まず、作ってみてほしいのは本の一番最後にある
「基本の10皿」の「定番ポテトサラダ」
ポイントは
「書いてある通りに作る」こと
ちゃんと意味があってそうなっていますので、書かれている通りに作ってください。
「じゃがいもは皮ごとよく洗い、水から茹でる。

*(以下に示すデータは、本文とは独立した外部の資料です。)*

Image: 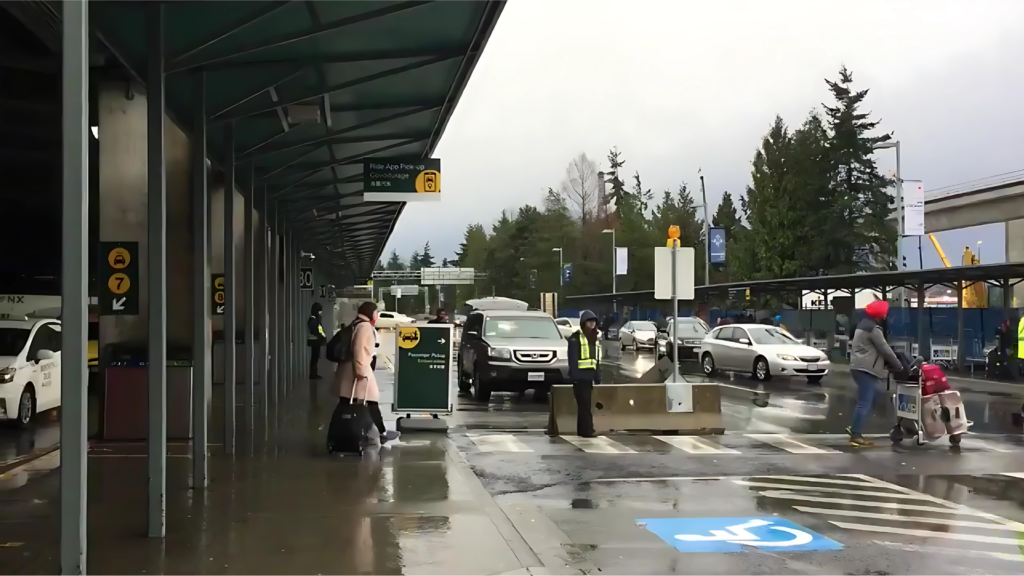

鍋に入れたら中火にかけ、沸いたら火を弱めて、ぐらぐら煮立った状態でなく、やさしくゆでる」
初めて作った時に、いままでと違いしっとりまとまった食感のいいポテトサラダになって、自信になりました。
その次に作ってほしいのは、巻頭二番目の
「基本のきゅうりの塩もみ」
ここでもやっぱりポイントは
「書いてある通りに作る」こと
なので、さらしを手に入れましょう。
作ってみると、このきゅうりの塩もみの「パリッ」っとした食感に感動すら覚えますよ。
レシピが55個あって、最後に基本の10皿があります。
さらに読み物としてもすぐれています。
レシピとレシピのあいだの素材ごとの料理の勘所が書かれた部分が、
やればやるほど発見があって、たまらんのです。
なかでも私が最も影響を受けたのは
6章の「調味料上手」です。
さきほどから「書いてある通りに」を強調していますが、
最初に作ったポテトサラダの出来栄えから、
先生の言う通りにやってみようと思えたので、
では調味料も先生のおススメしたものを使ってみようと思い、
すべてを取り寄せ、使ってみました。行けるものは現場に行って。
味噌も醤油も塩も砂糖もお酒もみりんも。
記載されているすべてです。
結果、梅のかき氷シロップを作る際に和歌山の無農薬梅を収獲に行き、
その帰り足で、「九重雑賀」さんのお酢を仕入れて帰り、梅シロップを仕込むという流れになっています。
ウチの店では
すべて一度は必ず自分で足を運んで材料を手に入れ、加工し、提供するスタイルで営業しています。
ひとつひとつに意味があって、誰から買うのかを決めて、選んで使って、伝える。
できる限りそうしていくために、全国を飛び回ることを楽しみにしています。
これは間違いなく、りこ先生の影響です。
これから料理を覚えたい人はもちろん、
いままで自己流でやってきた人にも、
本書を買って、ひとつづつ作ってみてほしいです。
発見があって、すごく沁みますから。
料理が4段くらい美味しくなって、好きになります。